For guidance on how long any of these formats will keep once opened, our guide to how long wine lasts covers the practical side of working through a large-format bottle once it is opened.

Frequently Asked Questions

What are the different wine bottle sizes?

From smallest to largest: Split/Piccolo (187ml, a single serving), Demi/Half (375ml, two glasses), Standard (750ml, the everyday bottle), Magnum (1.5L, two bottles), Double Magnum (3L, four bottles), Jeroboam (5L in Bordeaux or 3L in Champagne), Rehoboam (4.5L), Imperial/Methuselah (6L, eight bottles), Salmanazar (9L, a full case), Balthazar (12L, sixteen bottles), Nebuchadnezzar (15L, twenty bottles), and Solomon/Melchior (18L, twenty-four bottles). Most of the larger formats are named after biblical kings, a 19th-century Champagne marketing tradition that has persisted ever since.

How many bottles is a Magnum?

A Magnum holds 1.5 litres, equivalent to two standard 750ml bottles. It is the most widely produced large-format bottle and is considered by many wine professionals to be the ideal size for ageing serious wine, because its lower ratio of air to wine relative to volume slows oxidation and allows the wine to develop more gracefully over long cellaring periods. A Magnum typically pours 10 to 12 glasses, making it a practical choice for dinner parties of 5 to 8 people.

Why is a Jeroboam different sizes for wine and Champagne?

In Champagne, a Jeroboam is 3 litres — the same volume that Bordeaux still wine calls a Double Magnum.
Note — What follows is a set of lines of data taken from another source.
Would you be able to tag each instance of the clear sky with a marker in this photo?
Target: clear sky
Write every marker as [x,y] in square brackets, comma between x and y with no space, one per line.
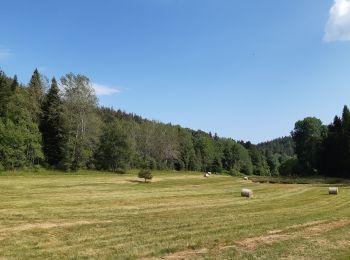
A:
[244,69]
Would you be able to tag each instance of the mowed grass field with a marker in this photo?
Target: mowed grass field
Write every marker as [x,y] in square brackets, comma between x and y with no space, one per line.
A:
[177,216]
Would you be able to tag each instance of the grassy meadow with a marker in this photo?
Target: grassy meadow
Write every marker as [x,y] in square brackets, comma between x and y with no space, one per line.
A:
[177,216]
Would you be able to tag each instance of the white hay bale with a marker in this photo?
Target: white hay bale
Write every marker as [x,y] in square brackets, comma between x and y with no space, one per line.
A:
[333,191]
[247,193]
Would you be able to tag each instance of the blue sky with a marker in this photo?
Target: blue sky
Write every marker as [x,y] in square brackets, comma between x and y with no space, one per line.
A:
[244,69]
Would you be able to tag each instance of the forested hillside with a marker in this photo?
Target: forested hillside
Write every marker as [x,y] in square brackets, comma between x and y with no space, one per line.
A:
[60,125]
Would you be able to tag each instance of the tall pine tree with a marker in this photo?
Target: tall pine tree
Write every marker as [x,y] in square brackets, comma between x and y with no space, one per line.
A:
[36,94]
[51,126]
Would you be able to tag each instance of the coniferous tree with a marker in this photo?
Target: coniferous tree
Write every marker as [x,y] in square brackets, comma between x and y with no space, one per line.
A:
[81,124]
[51,126]
[36,94]
[114,151]
[14,84]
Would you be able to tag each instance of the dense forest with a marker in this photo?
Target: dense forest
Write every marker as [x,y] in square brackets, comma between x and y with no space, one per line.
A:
[60,125]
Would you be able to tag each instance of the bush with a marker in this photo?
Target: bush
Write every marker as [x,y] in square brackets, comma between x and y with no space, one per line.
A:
[234,172]
[145,174]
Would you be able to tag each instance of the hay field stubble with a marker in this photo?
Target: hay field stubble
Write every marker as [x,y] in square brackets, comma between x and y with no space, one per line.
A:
[177,216]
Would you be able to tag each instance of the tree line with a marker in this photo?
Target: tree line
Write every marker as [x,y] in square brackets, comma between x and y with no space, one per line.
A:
[321,149]
[60,125]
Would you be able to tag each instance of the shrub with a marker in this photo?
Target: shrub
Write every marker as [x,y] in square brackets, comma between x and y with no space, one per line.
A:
[145,174]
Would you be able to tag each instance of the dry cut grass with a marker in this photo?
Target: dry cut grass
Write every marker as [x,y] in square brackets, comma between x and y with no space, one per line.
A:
[177,216]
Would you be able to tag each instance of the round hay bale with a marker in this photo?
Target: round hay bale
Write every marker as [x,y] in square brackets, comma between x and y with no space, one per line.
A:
[333,191]
[247,193]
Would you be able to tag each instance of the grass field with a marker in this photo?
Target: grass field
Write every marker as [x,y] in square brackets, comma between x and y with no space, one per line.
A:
[177,216]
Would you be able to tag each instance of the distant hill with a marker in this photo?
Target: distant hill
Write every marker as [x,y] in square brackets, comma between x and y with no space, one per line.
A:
[282,145]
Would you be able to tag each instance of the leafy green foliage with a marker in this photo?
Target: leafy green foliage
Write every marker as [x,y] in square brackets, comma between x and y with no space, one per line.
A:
[51,126]
[308,136]
[81,123]
[145,174]
[114,151]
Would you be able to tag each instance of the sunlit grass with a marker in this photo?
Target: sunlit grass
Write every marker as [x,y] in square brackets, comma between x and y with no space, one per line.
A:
[179,215]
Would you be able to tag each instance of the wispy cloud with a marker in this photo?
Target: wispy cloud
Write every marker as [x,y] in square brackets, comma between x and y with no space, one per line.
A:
[338,25]
[5,53]
[103,90]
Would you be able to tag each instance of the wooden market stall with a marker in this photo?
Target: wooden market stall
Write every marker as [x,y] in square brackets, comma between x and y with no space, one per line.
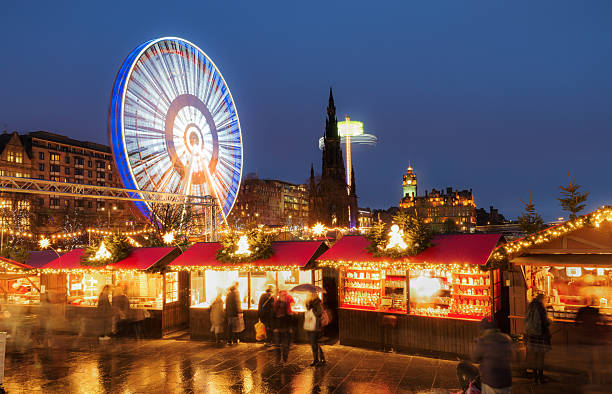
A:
[571,264]
[19,285]
[19,298]
[291,264]
[74,288]
[429,303]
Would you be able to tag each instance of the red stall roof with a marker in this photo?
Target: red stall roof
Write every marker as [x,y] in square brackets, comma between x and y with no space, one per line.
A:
[447,249]
[286,253]
[14,263]
[139,259]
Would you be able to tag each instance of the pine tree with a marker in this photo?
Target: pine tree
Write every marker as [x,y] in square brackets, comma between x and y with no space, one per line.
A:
[530,221]
[572,200]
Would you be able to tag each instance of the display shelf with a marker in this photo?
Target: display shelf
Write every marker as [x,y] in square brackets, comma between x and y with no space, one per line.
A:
[361,288]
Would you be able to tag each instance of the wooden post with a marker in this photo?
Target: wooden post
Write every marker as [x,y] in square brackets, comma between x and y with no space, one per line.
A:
[249,290]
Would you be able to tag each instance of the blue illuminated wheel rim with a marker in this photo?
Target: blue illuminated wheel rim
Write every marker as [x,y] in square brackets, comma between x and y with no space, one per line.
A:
[173,124]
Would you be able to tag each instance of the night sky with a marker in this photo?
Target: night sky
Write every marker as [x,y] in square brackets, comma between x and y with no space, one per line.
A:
[501,97]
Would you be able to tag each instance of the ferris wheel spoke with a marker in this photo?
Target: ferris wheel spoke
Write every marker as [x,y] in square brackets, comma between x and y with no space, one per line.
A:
[178,126]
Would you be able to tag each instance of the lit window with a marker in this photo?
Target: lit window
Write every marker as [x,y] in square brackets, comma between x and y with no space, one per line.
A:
[171,287]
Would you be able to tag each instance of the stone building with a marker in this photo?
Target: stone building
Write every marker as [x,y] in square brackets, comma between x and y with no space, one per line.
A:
[270,202]
[53,157]
[331,201]
[455,207]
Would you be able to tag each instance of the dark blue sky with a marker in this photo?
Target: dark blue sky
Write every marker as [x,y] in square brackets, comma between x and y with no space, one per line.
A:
[500,97]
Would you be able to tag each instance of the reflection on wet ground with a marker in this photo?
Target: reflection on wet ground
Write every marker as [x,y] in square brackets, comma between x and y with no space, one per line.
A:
[174,366]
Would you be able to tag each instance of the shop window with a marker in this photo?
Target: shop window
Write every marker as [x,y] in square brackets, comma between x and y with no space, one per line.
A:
[22,291]
[171,287]
[569,288]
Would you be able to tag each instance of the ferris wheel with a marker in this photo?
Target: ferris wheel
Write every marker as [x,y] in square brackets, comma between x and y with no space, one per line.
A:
[173,124]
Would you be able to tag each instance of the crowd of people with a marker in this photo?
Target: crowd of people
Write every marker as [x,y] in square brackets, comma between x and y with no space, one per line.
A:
[277,318]
[494,350]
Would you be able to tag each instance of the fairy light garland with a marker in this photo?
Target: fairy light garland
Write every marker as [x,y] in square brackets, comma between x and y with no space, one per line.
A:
[237,267]
[391,265]
[512,249]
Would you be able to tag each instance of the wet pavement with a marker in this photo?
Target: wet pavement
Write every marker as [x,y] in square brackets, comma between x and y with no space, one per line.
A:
[77,365]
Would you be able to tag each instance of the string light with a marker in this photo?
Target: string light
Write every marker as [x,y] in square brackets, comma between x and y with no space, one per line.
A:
[126,233]
[243,267]
[512,249]
[23,234]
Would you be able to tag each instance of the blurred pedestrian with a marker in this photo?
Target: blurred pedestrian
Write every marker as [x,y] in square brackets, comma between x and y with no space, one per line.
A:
[105,313]
[44,317]
[493,350]
[590,322]
[217,317]
[282,325]
[538,336]
[265,310]
[233,313]
[121,311]
[313,326]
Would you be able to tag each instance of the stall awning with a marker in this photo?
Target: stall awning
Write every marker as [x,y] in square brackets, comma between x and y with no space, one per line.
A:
[447,249]
[12,265]
[39,258]
[138,259]
[286,254]
[572,260]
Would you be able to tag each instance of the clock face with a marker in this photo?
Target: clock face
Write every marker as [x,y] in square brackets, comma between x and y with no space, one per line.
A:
[173,124]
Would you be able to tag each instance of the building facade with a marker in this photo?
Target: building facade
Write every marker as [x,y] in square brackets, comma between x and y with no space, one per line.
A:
[270,202]
[444,210]
[52,157]
[332,203]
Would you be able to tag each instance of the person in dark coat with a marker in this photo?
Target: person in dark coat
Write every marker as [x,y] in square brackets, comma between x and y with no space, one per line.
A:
[493,350]
[121,311]
[217,317]
[282,325]
[589,322]
[314,304]
[265,310]
[538,336]
[105,312]
[232,309]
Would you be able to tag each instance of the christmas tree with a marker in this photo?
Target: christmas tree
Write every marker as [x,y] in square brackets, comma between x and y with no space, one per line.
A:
[572,200]
[530,221]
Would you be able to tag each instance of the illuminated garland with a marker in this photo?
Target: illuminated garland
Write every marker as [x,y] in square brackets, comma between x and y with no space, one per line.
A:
[245,248]
[393,265]
[247,267]
[109,250]
[126,233]
[512,249]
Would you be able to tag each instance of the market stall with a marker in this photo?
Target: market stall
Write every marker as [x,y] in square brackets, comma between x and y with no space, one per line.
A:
[431,302]
[290,264]
[19,285]
[571,264]
[73,288]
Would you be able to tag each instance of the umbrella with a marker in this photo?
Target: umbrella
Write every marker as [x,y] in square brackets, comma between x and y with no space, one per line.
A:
[307,288]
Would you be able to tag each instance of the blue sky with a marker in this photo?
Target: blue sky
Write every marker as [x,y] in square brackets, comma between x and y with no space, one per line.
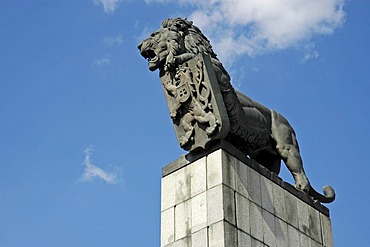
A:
[84,126]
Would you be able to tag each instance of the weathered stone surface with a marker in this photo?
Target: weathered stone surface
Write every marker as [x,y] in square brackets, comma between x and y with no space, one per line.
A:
[303,217]
[205,107]
[167,226]
[279,202]
[242,213]
[182,185]
[293,237]
[183,220]
[168,192]
[304,240]
[215,204]
[198,172]
[291,209]
[326,231]
[199,212]
[267,194]
[256,221]
[244,240]
[216,233]
[254,187]
[241,178]
[269,235]
[281,232]
[220,169]
[231,234]
[315,224]
[219,215]
[200,238]
[214,169]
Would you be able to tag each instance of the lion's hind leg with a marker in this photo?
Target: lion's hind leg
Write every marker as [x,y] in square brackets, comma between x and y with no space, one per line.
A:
[288,149]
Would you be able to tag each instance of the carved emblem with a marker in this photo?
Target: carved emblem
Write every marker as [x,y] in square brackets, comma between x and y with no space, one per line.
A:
[191,91]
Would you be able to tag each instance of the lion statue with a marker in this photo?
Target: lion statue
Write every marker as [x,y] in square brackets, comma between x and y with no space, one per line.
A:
[263,134]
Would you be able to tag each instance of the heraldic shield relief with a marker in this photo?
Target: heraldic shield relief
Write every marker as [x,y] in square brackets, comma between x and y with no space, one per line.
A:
[195,103]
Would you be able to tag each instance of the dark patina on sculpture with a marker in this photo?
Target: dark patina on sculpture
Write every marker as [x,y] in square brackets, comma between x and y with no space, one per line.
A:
[204,106]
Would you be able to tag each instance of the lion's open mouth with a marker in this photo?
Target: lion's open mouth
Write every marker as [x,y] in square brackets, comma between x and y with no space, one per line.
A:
[150,55]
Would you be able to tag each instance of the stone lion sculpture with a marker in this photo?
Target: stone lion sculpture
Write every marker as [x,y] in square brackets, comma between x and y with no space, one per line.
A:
[262,133]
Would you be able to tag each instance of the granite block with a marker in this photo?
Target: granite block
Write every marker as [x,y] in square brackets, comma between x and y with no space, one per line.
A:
[183,220]
[200,238]
[279,202]
[293,237]
[167,226]
[281,232]
[291,209]
[168,192]
[215,202]
[256,221]
[182,184]
[244,240]
[216,235]
[267,194]
[241,178]
[242,213]
[268,228]
[254,187]
[326,231]
[198,179]
[199,212]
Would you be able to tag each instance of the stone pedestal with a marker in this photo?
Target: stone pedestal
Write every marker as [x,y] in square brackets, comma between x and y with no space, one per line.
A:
[223,199]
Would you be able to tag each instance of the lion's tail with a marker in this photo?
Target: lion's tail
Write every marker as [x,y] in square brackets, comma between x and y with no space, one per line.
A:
[328,197]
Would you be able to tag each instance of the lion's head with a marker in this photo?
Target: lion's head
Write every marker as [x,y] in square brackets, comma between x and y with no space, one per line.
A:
[177,41]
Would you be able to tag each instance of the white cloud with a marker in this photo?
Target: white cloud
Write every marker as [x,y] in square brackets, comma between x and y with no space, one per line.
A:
[100,62]
[253,27]
[115,41]
[310,52]
[109,5]
[92,171]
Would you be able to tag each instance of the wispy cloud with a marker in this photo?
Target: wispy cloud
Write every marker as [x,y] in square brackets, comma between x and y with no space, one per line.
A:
[109,5]
[113,41]
[310,52]
[92,171]
[101,62]
[253,27]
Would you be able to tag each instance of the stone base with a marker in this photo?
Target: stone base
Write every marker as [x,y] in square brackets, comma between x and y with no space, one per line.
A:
[223,199]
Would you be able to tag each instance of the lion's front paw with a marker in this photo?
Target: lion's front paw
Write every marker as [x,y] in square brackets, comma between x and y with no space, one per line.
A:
[301,182]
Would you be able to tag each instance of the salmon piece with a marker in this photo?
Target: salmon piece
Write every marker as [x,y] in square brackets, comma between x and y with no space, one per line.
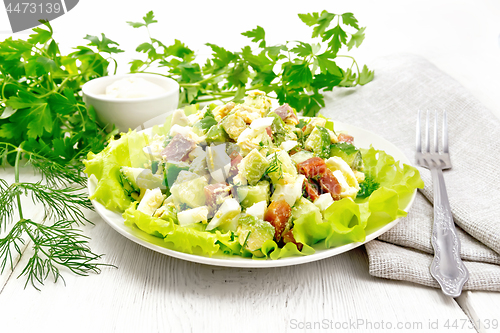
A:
[278,213]
[311,190]
[342,137]
[288,238]
[330,184]
[312,168]
[178,149]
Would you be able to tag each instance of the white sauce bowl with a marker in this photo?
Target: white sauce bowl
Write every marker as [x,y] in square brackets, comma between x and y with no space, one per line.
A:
[130,113]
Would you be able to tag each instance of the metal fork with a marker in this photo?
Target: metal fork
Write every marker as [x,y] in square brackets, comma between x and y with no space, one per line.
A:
[447,267]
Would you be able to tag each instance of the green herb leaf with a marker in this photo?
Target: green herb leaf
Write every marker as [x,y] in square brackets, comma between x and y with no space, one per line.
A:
[257,34]
[103,44]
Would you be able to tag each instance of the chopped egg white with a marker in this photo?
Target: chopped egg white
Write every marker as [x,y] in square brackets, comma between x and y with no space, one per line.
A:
[257,209]
[218,162]
[133,87]
[261,123]
[291,192]
[323,201]
[288,145]
[187,132]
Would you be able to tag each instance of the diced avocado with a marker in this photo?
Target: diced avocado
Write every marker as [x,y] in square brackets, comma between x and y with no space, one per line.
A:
[216,134]
[141,178]
[281,164]
[233,125]
[349,153]
[193,215]
[249,195]
[301,156]
[171,171]
[253,232]
[253,166]
[319,142]
[304,207]
[190,192]
[202,126]
[291,192]
[258,210]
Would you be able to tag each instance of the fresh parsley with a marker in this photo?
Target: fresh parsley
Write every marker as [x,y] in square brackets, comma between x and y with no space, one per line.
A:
[44,123]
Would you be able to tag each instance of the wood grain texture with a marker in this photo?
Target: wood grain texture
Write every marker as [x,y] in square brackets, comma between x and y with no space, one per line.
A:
[151,292]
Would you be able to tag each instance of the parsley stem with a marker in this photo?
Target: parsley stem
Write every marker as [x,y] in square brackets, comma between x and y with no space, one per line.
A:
[16,177]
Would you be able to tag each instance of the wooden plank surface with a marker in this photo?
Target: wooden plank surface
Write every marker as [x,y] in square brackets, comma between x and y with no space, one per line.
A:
[151,292]
[483,308]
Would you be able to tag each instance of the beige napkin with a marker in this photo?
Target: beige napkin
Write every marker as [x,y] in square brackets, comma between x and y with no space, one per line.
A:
[388,106]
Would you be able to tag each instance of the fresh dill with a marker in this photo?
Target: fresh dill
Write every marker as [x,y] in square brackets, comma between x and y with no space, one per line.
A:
[275,165]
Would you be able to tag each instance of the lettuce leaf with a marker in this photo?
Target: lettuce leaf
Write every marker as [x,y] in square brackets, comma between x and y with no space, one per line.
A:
[345,221]
[184,239]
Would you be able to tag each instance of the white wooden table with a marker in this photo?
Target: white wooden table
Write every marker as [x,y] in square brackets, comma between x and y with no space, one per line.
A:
[150,292]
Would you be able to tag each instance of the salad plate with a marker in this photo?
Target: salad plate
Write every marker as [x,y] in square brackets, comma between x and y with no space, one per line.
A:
[363,138]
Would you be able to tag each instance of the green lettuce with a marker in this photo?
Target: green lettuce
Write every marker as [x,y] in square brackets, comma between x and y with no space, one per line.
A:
[185,239]
[105,166]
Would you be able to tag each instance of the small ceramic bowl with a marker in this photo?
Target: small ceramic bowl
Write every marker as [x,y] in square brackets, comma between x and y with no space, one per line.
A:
[131,113]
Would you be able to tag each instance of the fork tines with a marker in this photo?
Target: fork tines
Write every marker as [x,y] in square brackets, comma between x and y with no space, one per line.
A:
[432,151]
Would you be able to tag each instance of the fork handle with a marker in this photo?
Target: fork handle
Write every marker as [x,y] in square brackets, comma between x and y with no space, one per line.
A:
[447,266]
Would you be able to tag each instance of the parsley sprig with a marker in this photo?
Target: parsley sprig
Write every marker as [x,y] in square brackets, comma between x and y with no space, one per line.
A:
[296,72]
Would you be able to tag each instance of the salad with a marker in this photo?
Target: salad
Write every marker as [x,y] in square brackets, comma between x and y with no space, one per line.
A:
[250,180]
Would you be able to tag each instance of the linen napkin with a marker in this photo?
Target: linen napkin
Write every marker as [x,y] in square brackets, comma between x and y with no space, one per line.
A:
[388,106]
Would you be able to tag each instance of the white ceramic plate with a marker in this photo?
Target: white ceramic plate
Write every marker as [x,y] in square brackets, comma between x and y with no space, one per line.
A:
[362,139]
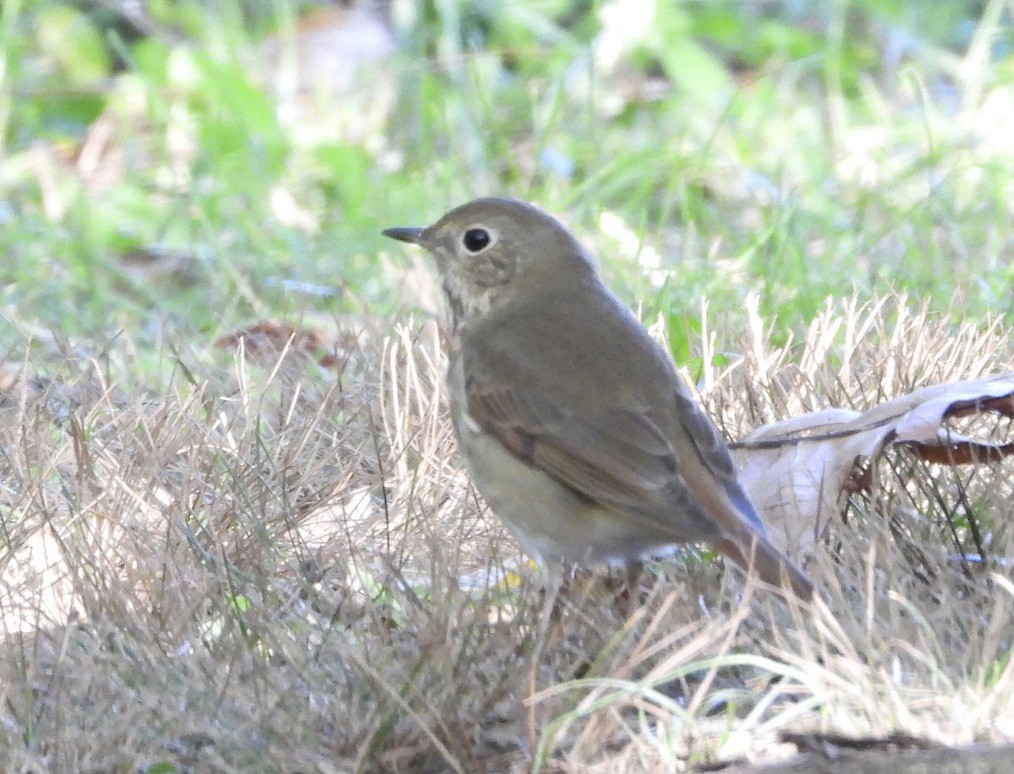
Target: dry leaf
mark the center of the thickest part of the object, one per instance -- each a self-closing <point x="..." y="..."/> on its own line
<point x="799" y="471"/>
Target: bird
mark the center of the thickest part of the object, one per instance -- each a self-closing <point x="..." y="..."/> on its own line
<point x="571" y="419"/>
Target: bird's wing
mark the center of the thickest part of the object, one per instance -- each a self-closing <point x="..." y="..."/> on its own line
<point x="618" y="456"/>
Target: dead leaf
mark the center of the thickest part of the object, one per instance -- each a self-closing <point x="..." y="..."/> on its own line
<point x="798" y="472"/>
<point x="268" y="340"/>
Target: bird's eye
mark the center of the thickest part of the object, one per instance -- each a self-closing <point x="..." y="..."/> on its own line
<point x="476" y="238"/>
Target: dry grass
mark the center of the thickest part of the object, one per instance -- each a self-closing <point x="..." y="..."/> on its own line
<point x="274" y="568"/>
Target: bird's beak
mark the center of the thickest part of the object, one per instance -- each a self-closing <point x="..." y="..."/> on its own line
<point x="409" y="234"/>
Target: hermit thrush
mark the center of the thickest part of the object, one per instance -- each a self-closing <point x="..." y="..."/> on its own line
<point x="571" y="419"/>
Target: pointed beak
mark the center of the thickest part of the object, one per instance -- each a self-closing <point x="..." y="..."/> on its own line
<point x="409" y="234"/>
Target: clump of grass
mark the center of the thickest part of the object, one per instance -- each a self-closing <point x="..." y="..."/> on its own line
<point x="266" y="567"/>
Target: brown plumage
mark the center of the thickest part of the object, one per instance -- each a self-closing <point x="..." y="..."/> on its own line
<point x="572" y="420"/>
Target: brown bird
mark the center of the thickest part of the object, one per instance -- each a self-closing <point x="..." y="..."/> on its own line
<point x="571" y="419"/>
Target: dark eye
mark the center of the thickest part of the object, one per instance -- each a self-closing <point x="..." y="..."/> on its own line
<point x="476" y="238"/>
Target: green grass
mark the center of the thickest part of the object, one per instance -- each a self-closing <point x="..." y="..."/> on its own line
<point x="800" y="161"/>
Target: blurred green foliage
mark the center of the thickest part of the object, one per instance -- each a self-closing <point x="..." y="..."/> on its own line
<point x="796" y="149"/>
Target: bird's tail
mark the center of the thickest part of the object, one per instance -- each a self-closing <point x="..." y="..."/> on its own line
<point x="755" y="554"/>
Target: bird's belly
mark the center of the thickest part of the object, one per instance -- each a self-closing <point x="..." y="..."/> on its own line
<point x="551" y="520"/>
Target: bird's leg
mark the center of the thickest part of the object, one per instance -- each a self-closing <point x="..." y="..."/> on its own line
<point x="631" y="595"/>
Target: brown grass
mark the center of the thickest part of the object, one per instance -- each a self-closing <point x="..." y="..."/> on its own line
<point x="268" y="566"/>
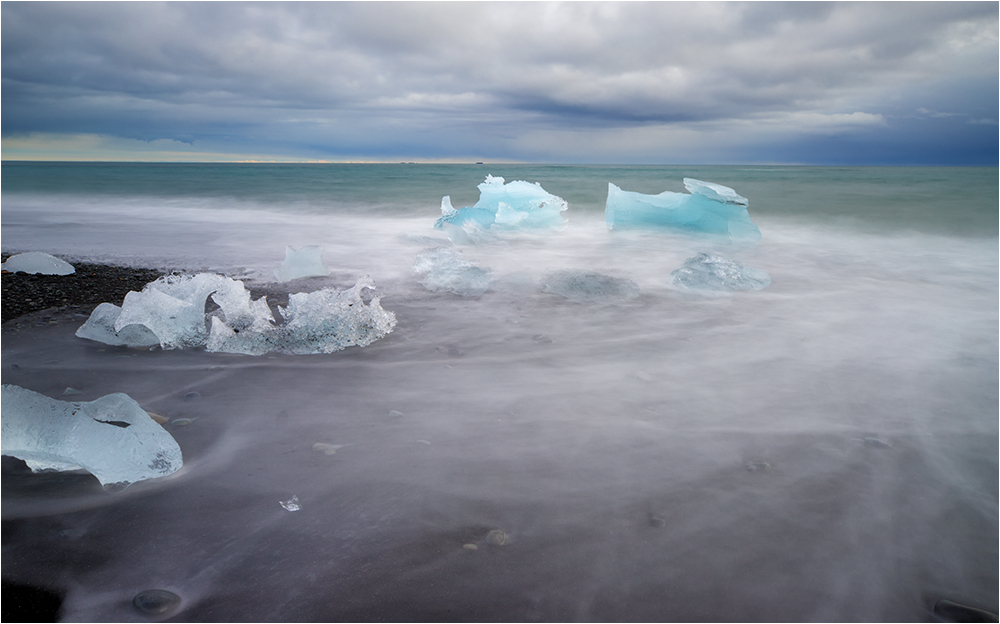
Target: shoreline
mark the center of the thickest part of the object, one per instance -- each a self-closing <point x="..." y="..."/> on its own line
<point x="81" y="292"/>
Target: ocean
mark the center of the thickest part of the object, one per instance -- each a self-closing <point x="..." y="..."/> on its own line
<point x="823" y="449"/>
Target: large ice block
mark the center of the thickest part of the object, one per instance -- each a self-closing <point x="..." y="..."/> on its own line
<point x="171" y="312"/>
<point x="443" y="270"/>
<point x="323" y="321"/>
<point x="510" y="206"/>
<point x="37" y="262"/>
<point x="706" y="208"/>
<point x="715" y="273"/>
<point x="111" y="437"/>
<point x="306" y="261"/>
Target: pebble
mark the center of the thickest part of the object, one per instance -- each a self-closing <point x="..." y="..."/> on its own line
<point x="876" y="443"/>
<point x="156" y="601"/>
<point x="498" y="538"/>
<point x="328" y="449"/>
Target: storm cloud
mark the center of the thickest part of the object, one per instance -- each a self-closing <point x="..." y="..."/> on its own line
<point x="864" y="83"/>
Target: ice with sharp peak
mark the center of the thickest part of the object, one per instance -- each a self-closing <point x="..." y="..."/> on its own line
<point x="171" y="312"/>
<point x="306" y="261"/>
<point x="707" y="208"/>
<point x="590" y="287"/>
<point x="710" y="272"/>
<point x="511" y="206"/>
<point x="443" y="270"/>
<point x="37" y="262"/>
<point x="112" y="437"/>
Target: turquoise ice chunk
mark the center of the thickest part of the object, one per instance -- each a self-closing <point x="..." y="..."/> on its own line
<point x="706" y="208"/>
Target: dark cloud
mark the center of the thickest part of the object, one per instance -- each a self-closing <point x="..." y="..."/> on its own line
<point x="494" y="79"/>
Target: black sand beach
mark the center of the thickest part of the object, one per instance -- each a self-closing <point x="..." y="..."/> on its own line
<point x="91" y="285"/>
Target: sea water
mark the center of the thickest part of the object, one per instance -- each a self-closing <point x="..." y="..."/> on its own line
<point x="822" y="449"/>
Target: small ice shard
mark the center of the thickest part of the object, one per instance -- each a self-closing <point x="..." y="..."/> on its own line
<point x="498" y="538"/>
<point x="590" y="287"/>
<point x="323" y="321"/>
<point x="715" y="273"/>
<point x="37" y="262"/>
<point x="706" y="208"/>
<point x="328" y="449"/>
<point x="510" y="206"/>
<point x="306" y="261"/>
<point x="111" y="437"/>
<point x="443" y="270"/>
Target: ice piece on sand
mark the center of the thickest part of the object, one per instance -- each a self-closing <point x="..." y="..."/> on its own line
<point x="590" y="287"/>
<point x="111" y="437"/>
<point x="323" y="321"/>
<point x="37" y="262"/>
<point x="706" y="208"/>
<point x="711" y="272"/>
<point x="514" y="205"/>
<point x="443" y="270"/>
<point x="304" y="262"/>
In the Bordeaux tradition, a Jeroboam is 5 litres (4.5 litres before 1978). This naming inconsistency developed historically and has never been resolved by any international standard. The most likely explanation is that the large-format naming traditions in Champagne and Bordeaux developed somewhat independently in the 19th century, and by the time the inconsistency was widely recognised, both traditions were too established to change. Always confirm the exact litre figure rather than relying on the name when buying a large-format bottle.

Why are large wine bottles named after biblical kings?

The naming tradition originated with the French Champagne trade in the 19th century, who drew on names from the Hebrew Bible — Jeroboam, Rehoboam, Methuselah, Salmanazar, Balthazar, Nebuchadnezzar, Solomon, Melchizedek — to give their grandest large-format bottles a sense of prestige and grandeur. In an era before standardised labelling, the names were also easier for buyers and merchants to remember and order by than precise volume figures. The names were applied with more attention to drama than historical accuracy: Balthazar is sometimes confused with Belshazzar, a different biblical figure, but the naming has simply stuck through over a century of use.

Does wine age better in larger bottles?

Yes, generally. Larger bottles have a smaller ratio of headspace air to wine volume, which slows the gradual oxidation that drives wine ageing. A Magnum (1.5L) of a given wine typically ages more slowly and develops more gracefully than the same wine in a standard 750ml bottle, which is why serious collectors often seek out Magnums specifically for long-term cellaring. The effect continues at larger formats, though the practical difficulties of storing, handling, and pouring bottles above 6 litres often outweigh the marginal ageing benefit for most collectors.

Why are wine bottles 750ml?

The 750ml standard developed through 19th-century trade between England and France. English merchants, who dominated the international wine trade at the time, measured in imperial gallons, while French producers worked in litres. A 750ml bottle divides evenly into the imperial gallon (exactly six bottles per gallon) while also working cleanly within the metric system, making it a practical compromise between the two measurement systems. The size became standard through trade practice rather than formal regulation, and has remained essentially unchanged for over 150 years.